In our baptism we are entrusted with a vocational call that includes the proclamation of the Good News, service to and among one another, and the work of justice and peace. This latter call, to strive for a just world, is one that many of our congregations have been wrestling with in new and meaningful ways over the last handful of years. The pandemic shined a light on many of the economic and healthcare inequities that have been operating for decades. And the murders of George Floyd, Breonna Taylor, and Ahmaud Arbery renewed our country’s movements for racial justice and an end to police violence.
Congregations I know have learned the skills of organized direct action and community organizing. They’ve participated in anti-racism training and intercultural development. And they have been intentional about sharing resources with organizations who are on the frontlines of racial and economic justice movements.
This is good and holy work, and I am so happy to see congregations thinking critically about their role in movements for justice. But I also want to invite us to think about where churches have the greatest potential for impact.
I am a big believer in congregations as place-based communities, who live as neighbors and residents in a particular geography, and who accompany their neighbors in their life together. In my opinion, the work of justice for faith communities is most powerfully grounded in the neighborhood or community in which the church is located. God has called us to be Good News in a particular place, among a particular people. And if we are serious about striving for justice and peace, I believe we must begin in our communities.
Far too often our focus as churches can over-emphasize broad issues of national injustice, while stepping over the “less interesting” and more concrete injustices operating in the few blocks or miles around our buildings. Policing, affordable housing, access to education and health care—most of this hits hardest in our neighborhoods, and our call as people of the Crucified One, is to step into the places where God has put us, and to live justly among our neighbors.

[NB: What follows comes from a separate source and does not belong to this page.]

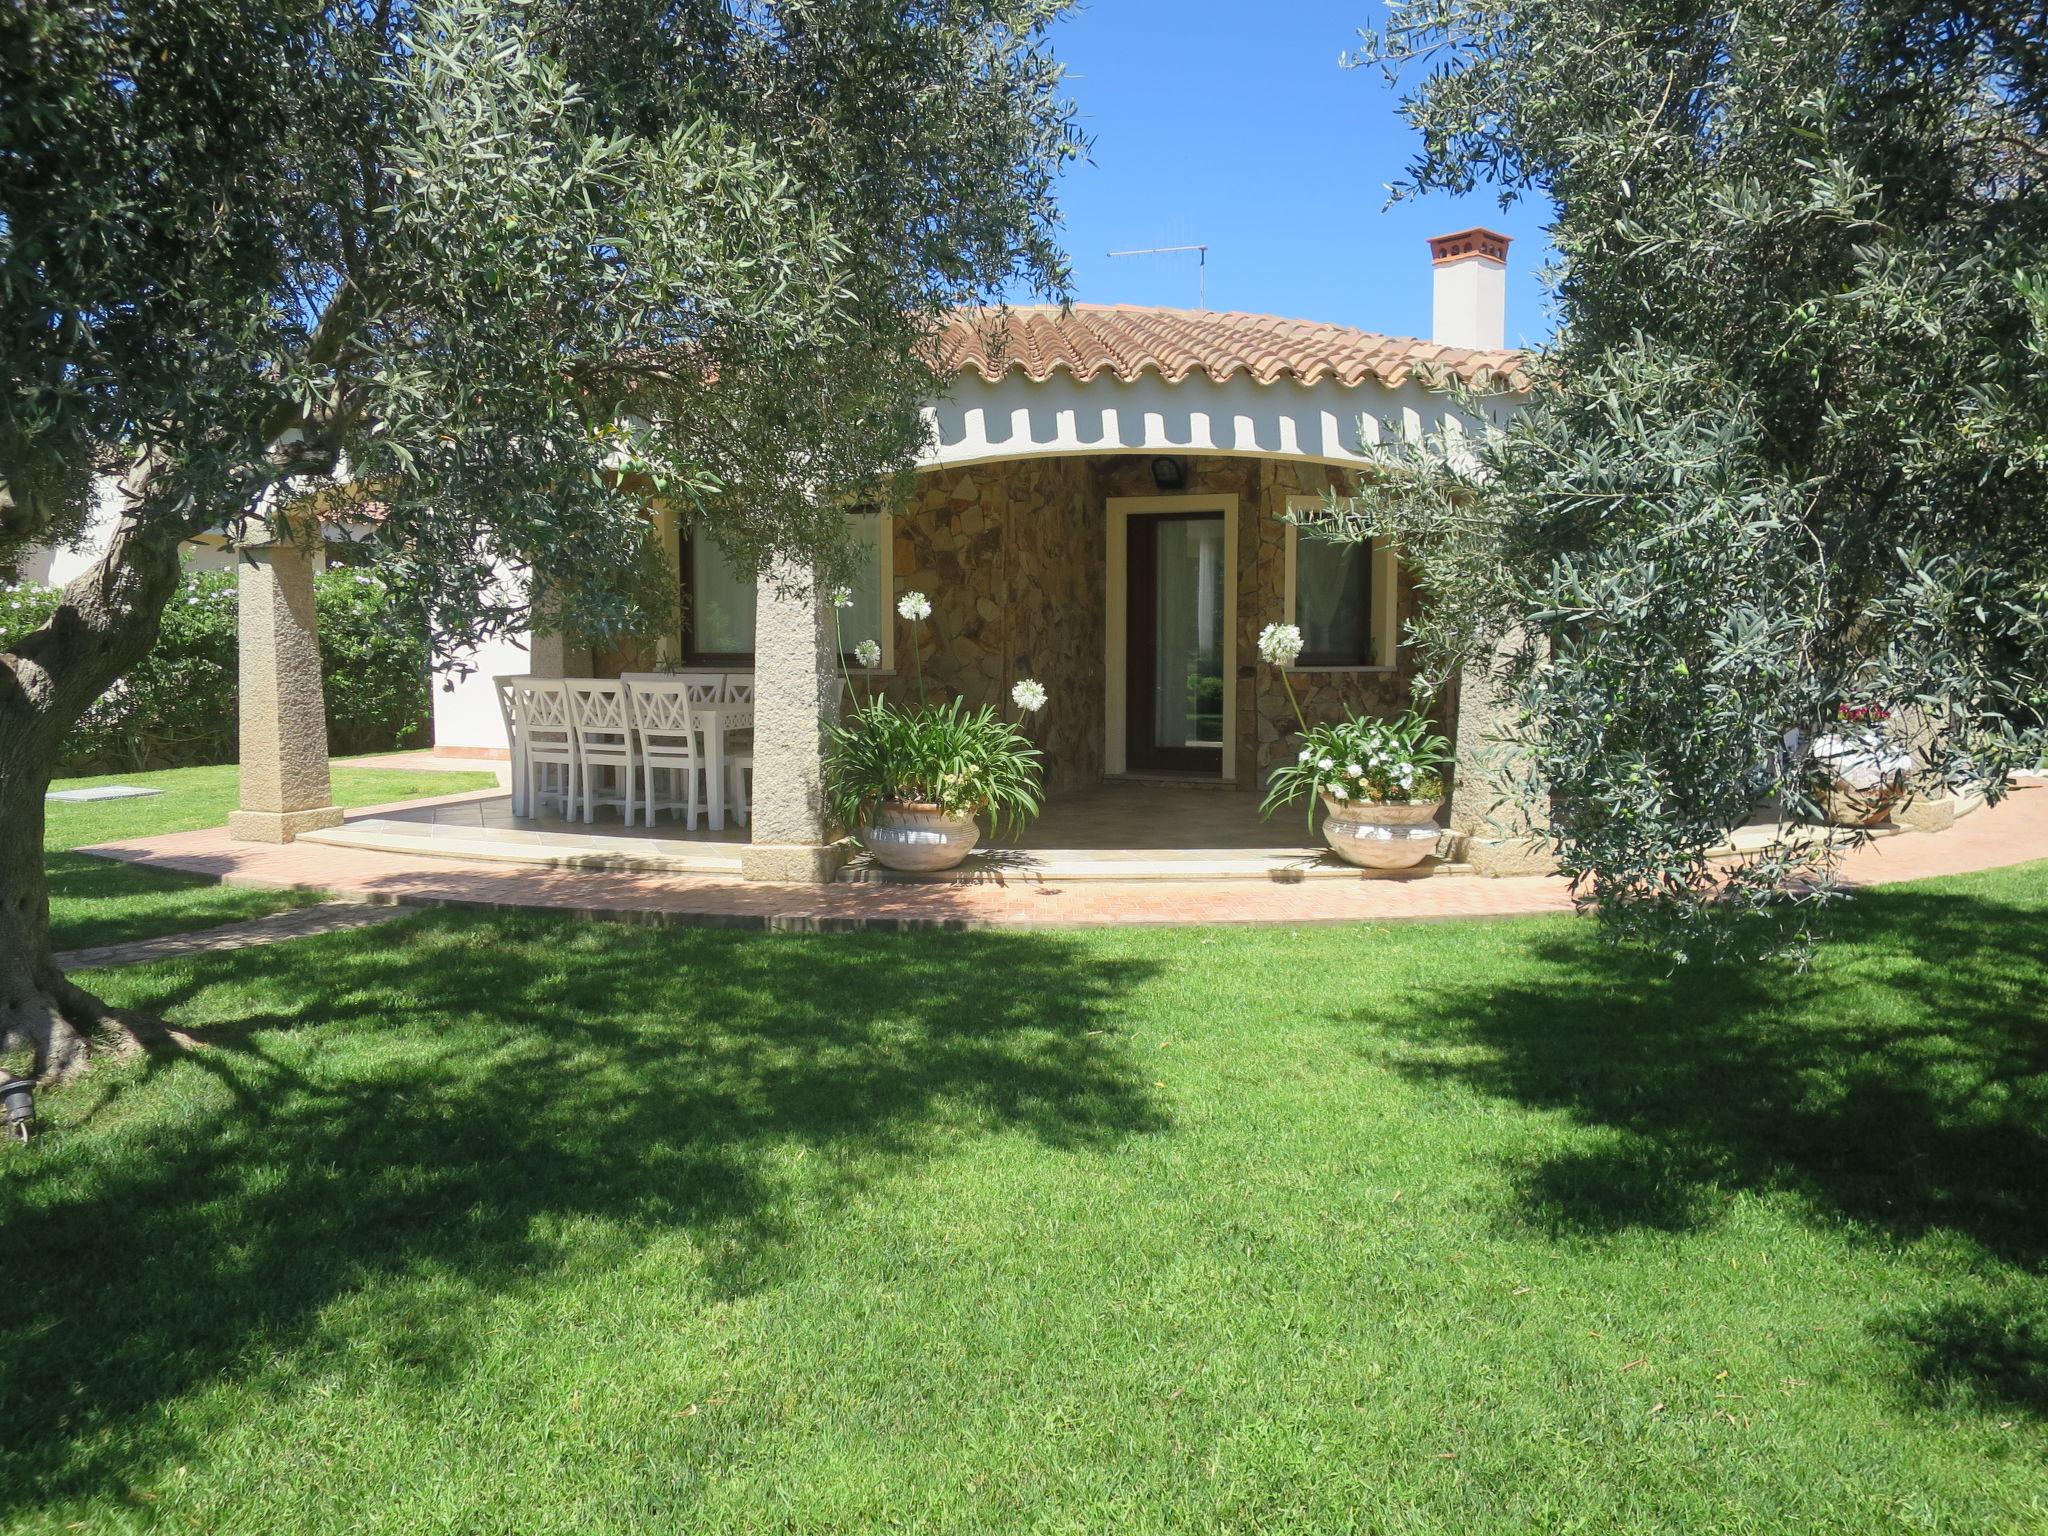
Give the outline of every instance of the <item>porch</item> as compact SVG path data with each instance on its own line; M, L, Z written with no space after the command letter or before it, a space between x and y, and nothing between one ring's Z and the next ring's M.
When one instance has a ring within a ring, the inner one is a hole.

Additionally, our justice work often focuses on issues and problems, rather than on people and capacities. We see our neighborhoods and our cities as networks of need, rather than networks of gifts and strengths. So, we engage our neighbors as folks in need of our service and retain a position of disconnection and paternalism. This keeps our justice work grounded in our own self-interest and desire, rather than in the lived experience of our neighbors.
Any community organizer worth their salt will tell you that social change is rooted in strong communities, shared self-interest, and trust. Just and healthy communities are connected communities, and in my opinion a big part of our call to strive for justice and peace is to build the kind of sustainable and accompanying relationships with our neighbors that can nurture trustful movements. Churches are uniquely set up to excel in this connector role.

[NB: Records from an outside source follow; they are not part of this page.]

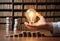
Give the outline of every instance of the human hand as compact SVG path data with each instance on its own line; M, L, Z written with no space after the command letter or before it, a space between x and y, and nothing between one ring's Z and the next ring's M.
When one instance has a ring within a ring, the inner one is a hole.
M39 17L40 20L38 20L36 23L33 24L29 24L27 22L25 22L25 26L29 29L41 29L44 28L46 26L46 20L45 18L41 15L41 14L36 14L37 17Z

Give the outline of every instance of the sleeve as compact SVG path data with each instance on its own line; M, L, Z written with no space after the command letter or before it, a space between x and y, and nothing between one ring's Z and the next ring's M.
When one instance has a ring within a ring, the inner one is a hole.
M53 34L60 33L60 22L52 22L53 25Z

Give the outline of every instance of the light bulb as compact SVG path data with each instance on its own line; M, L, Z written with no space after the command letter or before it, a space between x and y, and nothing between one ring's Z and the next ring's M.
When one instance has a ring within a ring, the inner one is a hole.
M34 9L28 9L25 13L25 16L29 24L32 24L36 21L36 11Z

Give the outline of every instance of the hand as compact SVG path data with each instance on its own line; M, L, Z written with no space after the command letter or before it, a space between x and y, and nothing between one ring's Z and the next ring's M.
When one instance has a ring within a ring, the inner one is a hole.
M46 20L45 18L41 15L41 14L36 14L40 20L38 20L38 22L33 23L33 24L28 24L27 22L25 22L25 26L29 29L41 29L44 28L46 26Z

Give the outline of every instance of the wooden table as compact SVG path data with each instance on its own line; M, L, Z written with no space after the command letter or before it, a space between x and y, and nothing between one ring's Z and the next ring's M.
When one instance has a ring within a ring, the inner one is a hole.
M60 41L60 37L15 37L13 38L13 37L5 37L5 31L0 31L0 41Z

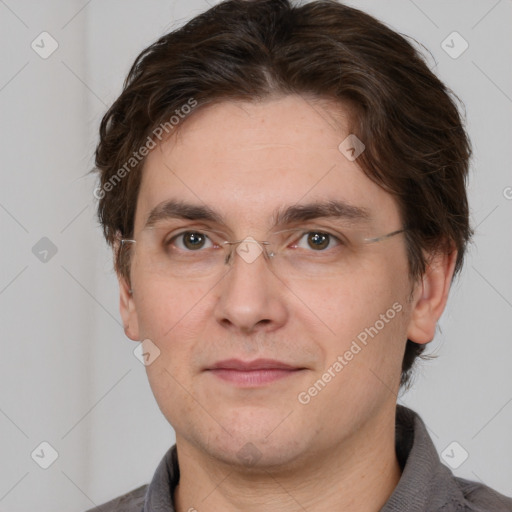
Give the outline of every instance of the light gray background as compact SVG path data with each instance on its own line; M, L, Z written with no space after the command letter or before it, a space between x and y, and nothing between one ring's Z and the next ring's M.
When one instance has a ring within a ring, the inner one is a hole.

This work is slow and simple. It is not sexy, and it will not result in swift change. It is the slow and steady work of building relationships person by person. It means finding ways for your congregation to spend intentional time together in your neighborhood, outside of your building. It means developing the art of small talk and informal chats. It means practicing the ministry of presence, developing the humility and curiosity to see our neighbors as Beloved, and investing in those simple community development practices like shared meals and asset-mapping.
I’ve written previously about some of these practices on the Sparkhouse Blog, and there are plenty of resources available for communities seeking to learn more about asset-based community development. But, in my mind, the best resource is your neighborhood. So, gather some of your congregation members and take a walk. Introduce yourselves to your neighbors. Show up when your community gathers. Be a good and trustworthy neighbor. Remember, God is already at work in our communities, and we have been invited to participate in God’s justice right here—right now. Thanks be to God.